Argonauts of the Western Pacific - Bronisław Malinowski (darmowa biblioteka online .TXT) 📖
Argonauts of the Western Pacific to rozprawa naukowa autorstwa Bronisława Malinowskiego. Jest ona efektem wyprawy badacza na wyspy Toulon i wyspy Trobriandzkie.
Malinowski opisuje w niej przede wszystkim rytuał Kula, ukazujący zdolności handlowe ludów tam żyjących. Rytuał polega na wymianie biżuterii, opierającej się na pewnych szytwno ustalonych regułach związanych m.in. z równą wartością wymienianych przedmiotów. Malinowski upatruje w przedstawicielach społeczeństw pierwotnych wcielenia Argonautów z mitologii greckiej, którzy udali się po Złote Runo. Rozprawa Malinowskiego została oparta na wynikach jego metody badań antropologicznych — metody uczestniczącej, a nie wyłącznie obserwacyjnej.

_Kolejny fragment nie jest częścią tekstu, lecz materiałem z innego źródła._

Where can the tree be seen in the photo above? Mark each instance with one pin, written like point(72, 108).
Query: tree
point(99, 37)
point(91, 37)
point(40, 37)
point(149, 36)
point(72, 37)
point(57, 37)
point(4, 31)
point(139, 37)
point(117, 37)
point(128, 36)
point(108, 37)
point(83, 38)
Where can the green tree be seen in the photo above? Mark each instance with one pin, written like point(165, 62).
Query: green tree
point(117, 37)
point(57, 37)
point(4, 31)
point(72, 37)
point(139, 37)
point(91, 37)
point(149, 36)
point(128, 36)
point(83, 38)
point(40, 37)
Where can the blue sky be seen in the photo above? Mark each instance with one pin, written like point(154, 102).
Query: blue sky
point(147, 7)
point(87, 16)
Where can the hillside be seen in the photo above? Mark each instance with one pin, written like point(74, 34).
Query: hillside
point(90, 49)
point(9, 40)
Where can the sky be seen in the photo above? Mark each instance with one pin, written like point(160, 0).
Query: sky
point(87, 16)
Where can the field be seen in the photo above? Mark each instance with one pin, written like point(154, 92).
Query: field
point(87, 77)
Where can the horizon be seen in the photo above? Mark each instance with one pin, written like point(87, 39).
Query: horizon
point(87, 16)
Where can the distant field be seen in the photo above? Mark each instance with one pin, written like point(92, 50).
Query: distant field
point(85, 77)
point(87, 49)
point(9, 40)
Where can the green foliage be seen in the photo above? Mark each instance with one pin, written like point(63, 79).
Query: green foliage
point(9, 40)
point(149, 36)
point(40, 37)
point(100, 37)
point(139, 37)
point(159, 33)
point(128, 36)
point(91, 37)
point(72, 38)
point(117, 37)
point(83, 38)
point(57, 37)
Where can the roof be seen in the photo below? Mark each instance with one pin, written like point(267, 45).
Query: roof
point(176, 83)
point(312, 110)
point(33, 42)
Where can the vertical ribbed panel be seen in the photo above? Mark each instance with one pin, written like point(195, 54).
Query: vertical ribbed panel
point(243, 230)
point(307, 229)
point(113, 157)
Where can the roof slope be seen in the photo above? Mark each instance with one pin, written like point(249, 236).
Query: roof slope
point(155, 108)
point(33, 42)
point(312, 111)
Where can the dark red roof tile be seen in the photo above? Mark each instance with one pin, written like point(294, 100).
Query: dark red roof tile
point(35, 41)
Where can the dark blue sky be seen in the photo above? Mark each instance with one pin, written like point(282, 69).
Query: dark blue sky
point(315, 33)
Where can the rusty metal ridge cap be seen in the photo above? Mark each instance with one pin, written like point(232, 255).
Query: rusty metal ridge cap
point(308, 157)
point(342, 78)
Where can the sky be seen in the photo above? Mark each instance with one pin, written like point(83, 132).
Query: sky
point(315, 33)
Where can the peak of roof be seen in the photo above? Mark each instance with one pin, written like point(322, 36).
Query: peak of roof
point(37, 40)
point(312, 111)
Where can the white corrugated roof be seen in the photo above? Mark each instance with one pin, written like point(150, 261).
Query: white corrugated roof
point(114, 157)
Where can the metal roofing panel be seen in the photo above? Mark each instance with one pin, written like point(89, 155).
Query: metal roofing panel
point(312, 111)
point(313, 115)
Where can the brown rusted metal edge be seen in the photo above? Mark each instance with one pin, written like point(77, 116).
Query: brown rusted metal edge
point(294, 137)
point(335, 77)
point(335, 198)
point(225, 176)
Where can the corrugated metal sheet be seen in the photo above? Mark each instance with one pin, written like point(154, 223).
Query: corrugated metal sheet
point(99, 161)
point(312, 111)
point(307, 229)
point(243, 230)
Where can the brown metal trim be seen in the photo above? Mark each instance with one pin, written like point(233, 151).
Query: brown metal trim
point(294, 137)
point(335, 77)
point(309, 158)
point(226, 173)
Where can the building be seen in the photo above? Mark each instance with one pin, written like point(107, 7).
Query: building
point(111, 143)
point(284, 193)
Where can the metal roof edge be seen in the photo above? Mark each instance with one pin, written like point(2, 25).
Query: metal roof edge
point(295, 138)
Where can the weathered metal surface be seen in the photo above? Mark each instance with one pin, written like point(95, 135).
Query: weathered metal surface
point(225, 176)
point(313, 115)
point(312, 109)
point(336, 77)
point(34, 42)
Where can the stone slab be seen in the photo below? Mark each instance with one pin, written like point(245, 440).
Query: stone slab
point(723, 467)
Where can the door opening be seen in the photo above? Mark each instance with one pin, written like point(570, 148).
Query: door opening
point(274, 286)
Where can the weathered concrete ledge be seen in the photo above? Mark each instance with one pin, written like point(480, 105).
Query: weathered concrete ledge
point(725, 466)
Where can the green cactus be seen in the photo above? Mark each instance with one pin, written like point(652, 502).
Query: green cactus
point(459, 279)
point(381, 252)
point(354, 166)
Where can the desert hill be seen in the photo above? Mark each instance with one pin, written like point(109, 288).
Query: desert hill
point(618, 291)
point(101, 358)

Jego działalność była przełomowa dla antropologii, która do tej pory bazowała na prowadzeniu obserwacji, a także rozszerzaniu założeń na kolejne wyniki badań.
Bronisław Malinowski był polskim antropologiem i socjologiem publikującym w pierwszej połowie XIX wieku. Prowadził badania społeczeństw pierwotnych w różnych zakątkach świata.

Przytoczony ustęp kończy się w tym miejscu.